The beeps and bings and every other noise that comes from our gadgets is designed to grab our attention and garner our focus.  You hear the beep and it becomes nearly impossible not to check what it is which is why we see people frantically searching for their phone mid-conversation as soon as that noise is heard.  Our brains start to think of outrageous scenarios until we’ve picked up the phone/iPad/etc. and checked, but in reality nothing is likely happening and any piece of information gotten can wait (and that’s not to say there aren’t moments when you need to hear from a given person, but that’s what favourite people and numbers are for).  If, however, we remove the sounds that grab our attention and force us to pay attention to the technology over whatever else is going on, then we make it easier not be using tech at all times of day.  Out of earshot, out of mind (at least somewhat).

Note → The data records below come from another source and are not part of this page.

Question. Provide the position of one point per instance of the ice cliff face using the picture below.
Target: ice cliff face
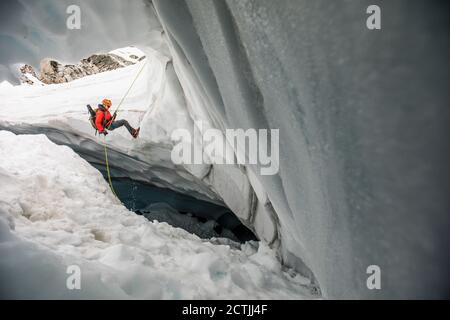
(362, 116)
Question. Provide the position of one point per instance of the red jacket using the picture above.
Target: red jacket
(102, 118)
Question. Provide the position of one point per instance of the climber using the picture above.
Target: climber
(104, 121)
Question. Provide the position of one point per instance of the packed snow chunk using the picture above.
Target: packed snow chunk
(56, 211)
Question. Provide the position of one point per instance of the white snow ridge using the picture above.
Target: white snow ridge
(57, 211)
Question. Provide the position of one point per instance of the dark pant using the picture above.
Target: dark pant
(120, 123)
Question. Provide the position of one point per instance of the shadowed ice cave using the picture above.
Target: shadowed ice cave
(205, 219)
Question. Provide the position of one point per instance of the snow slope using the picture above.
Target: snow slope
(363, 118)
(56, 210)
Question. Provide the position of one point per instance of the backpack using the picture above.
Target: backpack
(92, 116)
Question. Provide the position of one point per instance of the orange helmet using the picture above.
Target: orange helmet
(107, 103)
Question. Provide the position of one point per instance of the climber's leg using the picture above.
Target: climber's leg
(120, 123)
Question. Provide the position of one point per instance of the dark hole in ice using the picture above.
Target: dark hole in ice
(203, 218)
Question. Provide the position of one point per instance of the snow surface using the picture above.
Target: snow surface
(56, 210)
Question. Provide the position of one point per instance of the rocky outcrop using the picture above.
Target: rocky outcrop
(52, 71)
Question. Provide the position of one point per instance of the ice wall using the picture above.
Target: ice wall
(362, 116)
(363, 124)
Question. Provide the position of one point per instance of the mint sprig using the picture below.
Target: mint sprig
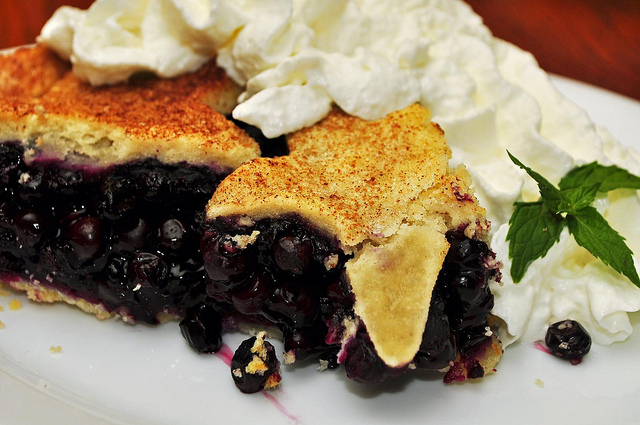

Buy a watch/get a standalone music/media player

One of the main reasons we bring out our phones (that main technology culprit) is to get the time or listen to something (podcast, music, etc.).  The problem is that we rarely do just that.  For example, we pull out our device to check the time, then we see a notification for facebook/twitter/email/chat and we just have to look at it right now.  So we open it up saying we’re only going to look at that, but then we realize we need to check our email or look up something online, so we do that.  Before you know it, we’re off on a complete tangent and the people closest to us have lost us to the lull of cyberspace.  Yet if we just had a watch to start, we could look at our wrist, see the time, curse at how late we are, and then move on, avoiding that hypnotic device that sucks us in.

Don’t do it alone

Cutting back on technology is hard, but it’s even harder to do by oneself.  If you have a partner at home who uses too much technology then decide to make some of these changes together.  Having someone else in the boat with you means that you have support and another person to talk to or otherwise engage with when missing the feel of that special device and the bounty of procrastination it offers.  This can be used in individual circumstances too.  Going to dinner with friends?  Make a deal that phones stay put away (though if you have kids with a sitter, you may have to put it on important calls only and accept answering that, but not checking every few minutes), that way everyone enjoys who they are out with instead of being a table of people engaged with their gadgets over people.


Cutting back on technology use is something nearly everyone could stand to do.  It’s a hard thing to accomplish in our world, but when you get away and experience the trees, lack of stress, or just time spent one-on-one with another individual (especially our kids), you can see how worth it giving it up temporarily really is.